Practically every tool the Bush administration has requested to protect the American people after the Sept. 11, 2001, terrorist attacks has been at its disposal, regardless of whether it was his party or the Democrats controlling Congress.
After all, national security typically triumphs over political sectarianism.
[P]rotecting America must be the priority — not protecting AT&T. But, now, the financial security of AT&T, Verizon and other telecommunication giants appears to trump America’s safety. President Bush is threatening to veto his own surveillance program if the U.S. House does not include a sweetheart immunity deal for such telecom corporations.

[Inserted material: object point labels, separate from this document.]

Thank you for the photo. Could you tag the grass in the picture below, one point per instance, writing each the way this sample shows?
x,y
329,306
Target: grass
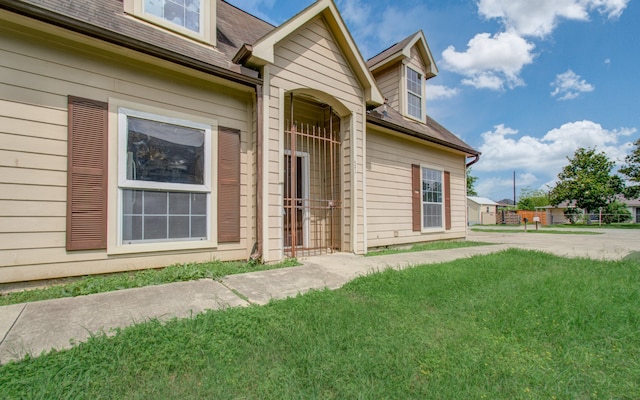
x,y
127,280
511,325
533,230
438,245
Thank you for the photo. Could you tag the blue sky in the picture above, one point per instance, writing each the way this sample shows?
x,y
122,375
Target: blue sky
x,y
526,82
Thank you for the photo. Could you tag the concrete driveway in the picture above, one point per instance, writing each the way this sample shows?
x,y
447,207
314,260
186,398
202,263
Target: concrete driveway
x,y
608,244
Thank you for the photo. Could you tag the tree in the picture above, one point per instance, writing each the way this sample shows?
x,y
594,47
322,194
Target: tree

The telecoms are facing lawsuits as a result of their cooperation with the Bush administration’s warrantless domestic spying program – later christened the “terrorist surveillance program” – since 2001, well before the program was blessed by Congress in 2007. That year, Bush, in urging Congress to approve the spying program, wrote the following: “Protecting America is our most solemn obligation,” according to the New York Times.
We couldn’t agree with him more. Particularly since the Protect America Act of 2007 has expired, protecting America must be the priority — not protecting AT&T.

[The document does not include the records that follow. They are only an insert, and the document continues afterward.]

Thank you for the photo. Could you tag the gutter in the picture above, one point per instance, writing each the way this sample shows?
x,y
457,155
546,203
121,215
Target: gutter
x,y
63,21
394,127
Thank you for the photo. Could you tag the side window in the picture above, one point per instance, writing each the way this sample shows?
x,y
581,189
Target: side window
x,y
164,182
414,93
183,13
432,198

The question should not be whether telecom companies should get immunity from lawsuits. That argument can and should be hashed out at a later date. The crucial question is whether America will be safer with the Protect America Act and whether the proposed law is even constitutional.
Granted, there are legitimate questions about the constitutionality of allowing the National Security Agency to spy on all foreign communications with any “suspected terrorists” even when one party may be in the United States and entitled to the Fourth Amendment’s protections. In this instance, however, a majority of Democrats in both the House and Senate are convinced and have aligned with their Republican colleagues in support of this program—that is, on everything but the telecom immunity. The Senate bill provides it; the House bill does not.
We should be concerned about our national safety before we worry about corporate forgiveness. It has always been the purported policy of the Bush administration to make the safety of Americans the top priority. Let’s keep it that way. [CNet, Wired] - Executive Editor Justin Hemlepp, CONCURRING in part, and DISSENTING in part.
According to the American Civil Liberties Union, the Protect America Act of 2007 “allows for massive, untargeted collection of international communications without court order or meaningful oversight by either Congress or the courts. It contains virtually no protections for the U.S. end of the phone call or email, leaving decisions about the collection, mining and use of Americans’ private communications up to this administration."
Since I agree that the issue of telecom immunity should not be a roadblock to effective national security, I concur with the Board’s implication that Bush should not veto security legislation simply because it does not immunize corporations from lawsuits. However, setting aside the immunity issue, the Protect America Act would be another dangerous encroachment on the freedoms Americans hold so dear. Accordingly, I strongly dissent from the opinion that the Protect America Act should be passed at all. [ACLU, Washington Post]
Asst. Managing Editor Dwayne Robinson abstains from all staff editorials.